CREATE TABLE <table-name> [options] TBLPROPERTIES ('delta.enableDeletionVectors' = true);
ALTER TABLE <table-name> SET TBLPROPERTIES ('delta.enableDeletionVectors' = true);
Warning
When you enable deletion vectors, the table protocol is upgraded. After upgrading, the table will not be readable by Delta Lake clients that do not support deletion vectors. See How does Databricks manage Delta Lake feature compatibility?.
In Databricks Runtime 14.1 and above, you can drop the deletion vectors table feature to enable compatibility with other Delta clients. See Drop Delta table features.
Apply changes to Parquet data files
Deletion vectors indicate changes to rows as soft-deletes that logically modify existing Parquet data files in the Delta Lake table. These changes are applied physically when one of the following events causes the data files to be rewritten:
An
OPTIMIZE
command is run on the table.Auto-compaction triggers a rewrite of a data file with a deletion vector.

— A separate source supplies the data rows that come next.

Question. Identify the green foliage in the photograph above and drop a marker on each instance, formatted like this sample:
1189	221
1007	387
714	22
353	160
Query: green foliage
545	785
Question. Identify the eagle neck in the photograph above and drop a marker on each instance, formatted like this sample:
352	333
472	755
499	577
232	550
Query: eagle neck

REORG TABLE ... APPLY (PURGE)
is run against the table.
Events related to file compaction do not have strict guarantees for resolving changes recorded in deletion vectors, and some changes recorded in deletion vectors might not be applied if target data files would not otherwise be candidates for file compaction. REORG TABLE ... APPLY (PURGE)
rewrites all data files containing records with modifications recorded using deletion vectors. See REORG TABLE.
Note
Modified data might still exist in the old files. You can run VACUUM to physically delete the old files. REORG TABLE ... APPLY (PURGE)

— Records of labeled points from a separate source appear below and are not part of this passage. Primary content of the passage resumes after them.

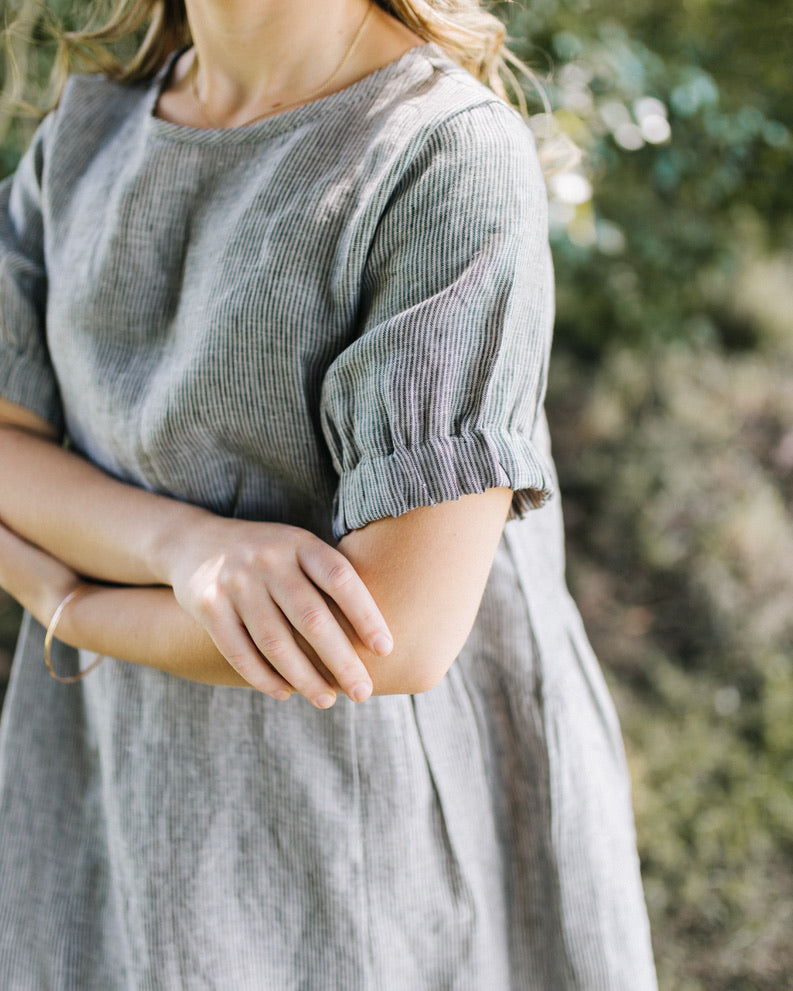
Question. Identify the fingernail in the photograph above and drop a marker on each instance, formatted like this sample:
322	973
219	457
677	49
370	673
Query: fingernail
382	644
361	692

creates a new version of the table when it completes. This completion time is the timestamp you must consider for the retention threshold for your VACUUM
operation to fully remove deleted files. See Remove unused data files with vacuum.

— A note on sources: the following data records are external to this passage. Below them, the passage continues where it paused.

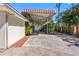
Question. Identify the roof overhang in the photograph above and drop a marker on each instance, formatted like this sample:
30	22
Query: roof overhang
39	15
11	11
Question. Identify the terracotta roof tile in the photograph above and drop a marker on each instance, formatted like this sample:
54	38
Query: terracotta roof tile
39	11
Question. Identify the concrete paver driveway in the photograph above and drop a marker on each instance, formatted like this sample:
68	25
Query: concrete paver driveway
52	42
43	45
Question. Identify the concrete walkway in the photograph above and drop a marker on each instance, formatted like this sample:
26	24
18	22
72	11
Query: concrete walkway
44	45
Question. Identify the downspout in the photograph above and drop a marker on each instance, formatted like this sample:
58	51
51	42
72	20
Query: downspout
6	39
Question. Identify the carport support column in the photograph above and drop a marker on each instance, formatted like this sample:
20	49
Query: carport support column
6	30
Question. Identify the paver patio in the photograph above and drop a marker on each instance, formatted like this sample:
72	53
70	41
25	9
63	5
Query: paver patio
44	44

Compatibility with Delta clients
Databricks uses deletion vectors to power predictive I/O for updates on Photon-enabled compute. See Use predictive I/O to accelerate updates.
Support for using deletion vectors for reads and writes varies by client.
The following table denotes required client versions for reading and writing Delta tables with deletion vectors enabled and specifies which write operations use deletion vectors:
Client |
Write deletion vectors |
Read deletion vectors |
---|---|---|
Databricks Runtime with Photon |
Supports |
Requires Databricks Runtime 12.2 LTS or above. |
Databricks Runtime without Photon |
Supports |
Requires Databricks Runtime 12.2 LTS or above. |
OSS Apache Spark with OSS Delta Lake |
Supports |
Requires OSS Delta 2.3.0 or above. |
Delta Sharing recipients |
Writes are not supported on Delta Sharing tables |
Databricks: Requires DBR 14.1 or above. Open source Apache Spark: Requires |
Note
For support with other Delta clients, see the OSS Delta Lake integrations documentation.
Limitations
UniForm does not support deletion vectors.
You cannot use a GENERATE statement to generate a manifest file for a table that has files using deletion vectors. To generate a manifest, first run a REORG TABLE … APPLY (PURGE) statement and then run the
GENERATE
statement. You must ensure that no concurrent write operations are running when you submit theREORG
statement.You cannot incrementally generate manifest files for a table with deletion vectors enabled (for example, by setting the table property
delta.compatibility.symlinkFormatManifest.enabled=true
).If you enable deletion vectors on a materialized view or streaming table and subsequently disable deletion vectors, future writes to the view or table are prevented from using deletion vectors, but existing deletion vectors are not removed.
You cannot downgrade the table protocol after enabling deletion vectors on a materialized view or streaming table. After enabling, the table feature for deletion vectors cannot be removed, even if you subsequently disable deletion vectors on the view or table.
You cannot run
REORG
on materialized views or streaming tables to commit changes recorded in deletion vectors to Parquet data files backing these objects. Because of this limitation, do not enable deletion vectors on materialized views or streaming tables if you must guarantee complete deletion of records (for example, for GDPR or CCPA compliance).